Revenue Maximization Under Sequential Price Competition Via The Estimation Of s-Concave Demand Functions

Abstract: We consider price competition among multiple sellers over a selling horizon of $T$ periods. In each period, sellers simultaneously offer their prices and subsequently observe their respective demand that is unobservable to competitors. The demand function for each seller depends on all sellers' prices through a private, unknown, and nonlinear relationship. To address this challenge, we propose a semi-parametric least-squares estimation of the nonlinear mean function, which does not require sellers to communicate demand information. We show that when all sellers employ our policy, their prices converge at a rate of $O(T^{-1/7})$ to the Nash equilibrium prices that sellers would reach if they were fully informed. Each seller incurs a regret of $O(T^{5/7})$ relative to a dynamic benchmark policy. A theoretical contribution of our work is proving the existence of equilibrium under shape-constrained demand functions via the concept of $s$-concavity and establishing regret bounds of our proposed policy.
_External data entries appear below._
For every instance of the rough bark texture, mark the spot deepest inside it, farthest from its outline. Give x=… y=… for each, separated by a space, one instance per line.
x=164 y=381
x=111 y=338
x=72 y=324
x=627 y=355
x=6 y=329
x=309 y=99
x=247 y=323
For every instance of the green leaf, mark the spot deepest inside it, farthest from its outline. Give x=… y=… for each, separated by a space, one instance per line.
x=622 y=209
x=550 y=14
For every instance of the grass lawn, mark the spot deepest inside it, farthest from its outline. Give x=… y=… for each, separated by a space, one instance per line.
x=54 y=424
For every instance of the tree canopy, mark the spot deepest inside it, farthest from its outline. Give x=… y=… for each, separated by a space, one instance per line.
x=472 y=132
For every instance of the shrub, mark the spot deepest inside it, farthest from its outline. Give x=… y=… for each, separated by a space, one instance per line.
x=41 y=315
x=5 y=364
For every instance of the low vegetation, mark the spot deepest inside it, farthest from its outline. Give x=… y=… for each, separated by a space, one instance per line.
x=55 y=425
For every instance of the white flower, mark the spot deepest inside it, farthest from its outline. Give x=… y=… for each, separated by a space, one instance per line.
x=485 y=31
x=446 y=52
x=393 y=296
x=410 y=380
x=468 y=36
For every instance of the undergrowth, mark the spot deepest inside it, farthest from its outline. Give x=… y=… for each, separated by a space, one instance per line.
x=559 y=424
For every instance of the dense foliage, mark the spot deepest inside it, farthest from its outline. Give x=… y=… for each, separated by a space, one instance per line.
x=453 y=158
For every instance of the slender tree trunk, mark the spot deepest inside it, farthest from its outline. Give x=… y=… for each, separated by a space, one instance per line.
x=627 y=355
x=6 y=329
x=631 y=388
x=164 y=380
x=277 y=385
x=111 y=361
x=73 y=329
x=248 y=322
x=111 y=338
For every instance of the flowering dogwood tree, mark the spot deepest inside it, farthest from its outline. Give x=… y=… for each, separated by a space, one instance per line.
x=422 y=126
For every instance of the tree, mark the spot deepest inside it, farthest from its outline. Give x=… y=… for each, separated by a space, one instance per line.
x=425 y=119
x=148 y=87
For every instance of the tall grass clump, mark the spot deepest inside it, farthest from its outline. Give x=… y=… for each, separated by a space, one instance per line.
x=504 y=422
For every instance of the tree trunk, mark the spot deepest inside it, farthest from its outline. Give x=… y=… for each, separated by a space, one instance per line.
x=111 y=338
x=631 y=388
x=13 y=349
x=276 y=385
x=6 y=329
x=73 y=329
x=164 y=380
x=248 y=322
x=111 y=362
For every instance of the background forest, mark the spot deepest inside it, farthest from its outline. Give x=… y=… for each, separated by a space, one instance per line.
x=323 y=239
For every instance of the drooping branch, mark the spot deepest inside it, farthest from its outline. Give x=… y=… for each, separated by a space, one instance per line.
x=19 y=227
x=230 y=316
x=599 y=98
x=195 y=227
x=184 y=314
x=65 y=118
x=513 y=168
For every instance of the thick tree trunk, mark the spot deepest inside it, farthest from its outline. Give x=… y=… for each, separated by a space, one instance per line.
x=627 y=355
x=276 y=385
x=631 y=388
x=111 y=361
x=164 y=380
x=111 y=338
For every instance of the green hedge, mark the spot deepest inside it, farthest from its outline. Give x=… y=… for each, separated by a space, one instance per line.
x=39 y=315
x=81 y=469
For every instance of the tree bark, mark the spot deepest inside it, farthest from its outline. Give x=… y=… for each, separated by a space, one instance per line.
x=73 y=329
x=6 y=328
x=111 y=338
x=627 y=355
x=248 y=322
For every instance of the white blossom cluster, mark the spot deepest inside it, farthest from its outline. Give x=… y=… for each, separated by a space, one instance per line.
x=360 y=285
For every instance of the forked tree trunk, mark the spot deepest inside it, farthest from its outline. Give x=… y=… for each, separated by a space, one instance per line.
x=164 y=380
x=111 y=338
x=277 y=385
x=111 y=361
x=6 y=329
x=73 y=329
Technically, we also establish new concentration results for the least squares estimator under shape constraints. Our findings offer significant insights into dynamic competition-aware pricing and contribute to the broader study of non-parametric learning in strategic decision-making.

Optimal Nonlinear Online Learning under Sequential Price Competition via (s)-Concavity

The paper "Optimal Nonlinear Online Learning under Sequential Price Competition via (s)-Concavity" by Daniele Bracale and colleagues addresses the complex problem of price competition among multiple sellers in a dynamic market setting. The focus is on developing a robust semi-parametric estimation framework to determine optimal pricing policies without requiring communication of demand information between competitors. The challenge is compounded by the nonlinear nature of demand functions, which depend on both private and unknown parameters.

Key Contributions and Methodology:

1. Nonlinear Demand Modeling: The authors model the demand function as a monotone single-index model, (\lambda_i(\mathbf{p}) = \psi_i(\theta_i^{\top}\mathbf{p})), where (\psi_i) is a non-decreasing and nonlinear function. This framework extends beyond traditional linear models, thereby accommodating more realistic demand scenarios where the relationship between price and demand is inherently nonlinear.

2. Shape-Constrained Estimation: A noteworthy theoretical contribution is the introduction of (s)-concavity as a shape constraint on the demand function (\psi_i). This condition not only guarantees the existence of a Nash Equilibrium (NE) but also ensures the convergence of the sellers’ pricing policies towards this equilibrium. The (s)-concavity condition is a generalization of log-concavity and is tied to the economic concept of virtual valuation function, (\varphi_i(u) = u + \frac{\psi_i(u)}{\psi_i'(u)}), being increasing.

3. Algorithm Development: The authors propose a semi-parametric estimation then best-response (SPE-BR) algorithm. This algorithm is structured into an initial exploration phase where sellers gather data to estimate the parameters of their demand functions, followed by an exploitation phase where these estimates are used to inform pricing decisions. The algorithm guarantees that each firm in a competitive market setting achieves sublinear regret relative to a dynamic benchmark policy.

4. Convergence and Regret Analysis: The paper proves that the regret incurred by each seller is (O(T^{5/7})), which is minimal given the complexity of the problem. Additionally, it demonstrates that the joint pricing strategies of sellers converge to the Nash Equilibrium at a rate of (O(T^{-1/7})).

5. Numerical Simulations: Experiments demonstrate the practical applicability of the SPE-BR algorithm, showing that it consistently converges to the Nash Equilibrium even in high-dimensional settings with multiple sellers.

Implications and Future Directions:

The study has significant implications for dynamic pricing in competitive markets. It provides a framework that balances the trade-offs between exploration (learning the market demand curve) and exploitation (optimizing pricing decisions based on learned information). Notably, the application of (s)-concavity enables the formulation of a fully data-driven, tuning-parameter-free algorithm, which is particularly beneficial in real-world applications where setting of parameters can be challenging.

Future research may expand on this work by addressing adaptive exploration-exploitation strategies where the exploration phase is not fixed but dynamically optimized through learning. Furthermore, the real-time application of such algorithms in digital marketplaces and the incorporation of additional factors such as inventory constraints and dynamic externalities would enrich this line of research, enhancing its practical viability. Additionally, exploring how (s)-concavity and related shape constraints can be harnessed in other domains beyond pricing, such as in optimal auction design and resource allocation, could provide further theoretical and practical insights.

The paper successfully melds theoretical advancements with practical algorithmic design, offering a comprehensive approach to managing competition in nonlinear pricing environments.